[PATCH v2 0/8] Cache coherency management subsystem

Wed Jul 9 22:31:11 PDT 2025

On July 9, 2025 10:22:40 PM PDT, dan.j.williams at intel.com wrote:
>Peter Zijlstra wrote:
>> On Wed, Jun 25, 2025 at 02:12:39AM -0700, H. Peter Anvin wrote:
>> > On June 25, 2025 1:52:04 AM PDT, Peter Zijlstra <peterz at infradead.org> wrote:
>> > >On Tue, Jun 24, 2025 at 04:47:56PM +0100, Jonathan Cameron wrote:
>> > >
>> > >> On x86 there is the much loved WBINVD instruction that causes a write back
>> > >> and invalidate of all caches in the system. It is expensive but it is
>> > >
>> > >Expensive is not the only problem. It actively interferes with things
>> > >like Cache-Allocation-Technology (RDT-CAT for the intel folks). Doing
>> > >WBINVD utterly destroys the cache subsystem for everybody on the
>> > >machine.
>> > >
>> > >> necessary in a few corner cases. 
>> > >
>> > >Don't we have things like CLFLUSH/CLFLUSHOPT/CLWB exactly so that we can
>> > >avoid doing dumb things like WBINVD ?!?
>> > >
>> > >> These are cases where the contents of
>> > >> Physical Memory may change without any writes from the host. Whilst there
>> > >> are a few reasons this might happen, the one I care about here is when
>> > >> we are adding or removing mappings on CXL. So typically going from
>> > >> there being actual memory at a host Physical Address to nothing there
>> > >> (reads as zero, writes dropped) or visa-versa. 
>> > >
>> > >> The
>> > >> thing that makes it very hard to handle with CPU flushes is that the
>> > >> instructions are normally VA based and not guaranteed to reach beyond
>> > >> the Point of Coherence or similar. You might be able to (ab)use
>> > >> various flush operations intended to ensure persistence memory but
>> > >> in general they don't work either.
>> > >
>> > >Urgh so this. Dan, Dave, are we getting new instructions to deal with
>> > >this?
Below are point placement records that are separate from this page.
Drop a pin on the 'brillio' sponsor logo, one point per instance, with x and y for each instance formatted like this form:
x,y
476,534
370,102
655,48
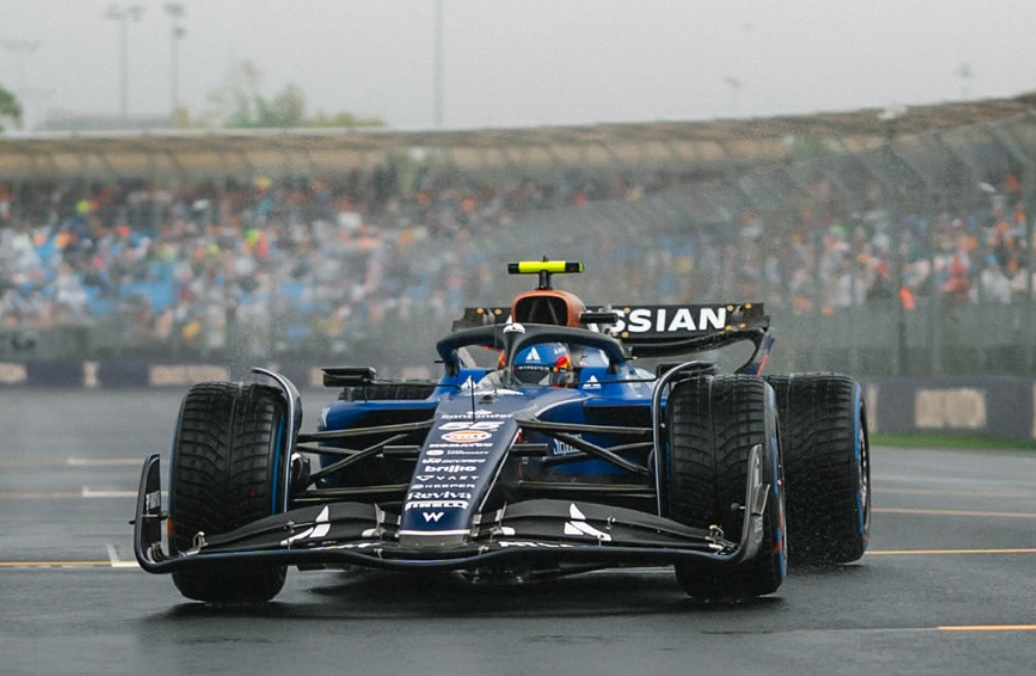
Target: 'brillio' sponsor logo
x,y
452,469
669,320
448,477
I'm really not keen on having WBINVD in active use.
>> > >
>> > 
>> > WBINVD is the nuclear weapon to use when you have lost all notion of
>> > where the problematic data can be, and amounts to a full reset of the
>> > cache system. 
>> > 
>> > WBINVD can block interrupts for many *milliseconds*, system wide, and
>> > so is really only useful for once-per-boot type events, like MTRR
>> > initialization.
>> 
>> Right this... But that CXL thing sounds like that's semi 'regular' to
>> the point that providing some infrastructure around it makes sense. This
>> should not be.
>
>"Regular?", no. Something is wrong if you are doing this regularly. In
>current CXL systems the expectation is to suffer a WBINVD event once per
>server provisioning event.
>
>Now, there is a nascent capability called "Dynamic Capacity Devices"
>(DCD) where the CXL configuration is able to change at runtime with
>multiple hosts sharing a pool of memory. Each time the physical memory
>capacity changes, cache management is needed.
>
>For DCD, I think the negative effects of WBINVD are a *useful* stick to
>move device vendors to stop relying on software to solve this problem.
>They can implement an existing CXL protocol where the device tells CPUs
>and other CXL.cache agents to invalidate the physical address ranges
>that the device owns.
>
>In other words, if WBINVD makes DCD inviable that is a useful outcome
>because it motivates unburdening Linux long term with this problem.
>
>In the near term though, current CXL platforms that do not support
>device-initiated-invalidate still need coarse cache management for that
>original infrequent provisioning events. Folks that want to go further
>and attempt frequent DCD events with WBINVD get to keep all the pieces.

Since this is presumably rare, it might be better to loop and clflush, even though it will take longer, rather than stopping the world.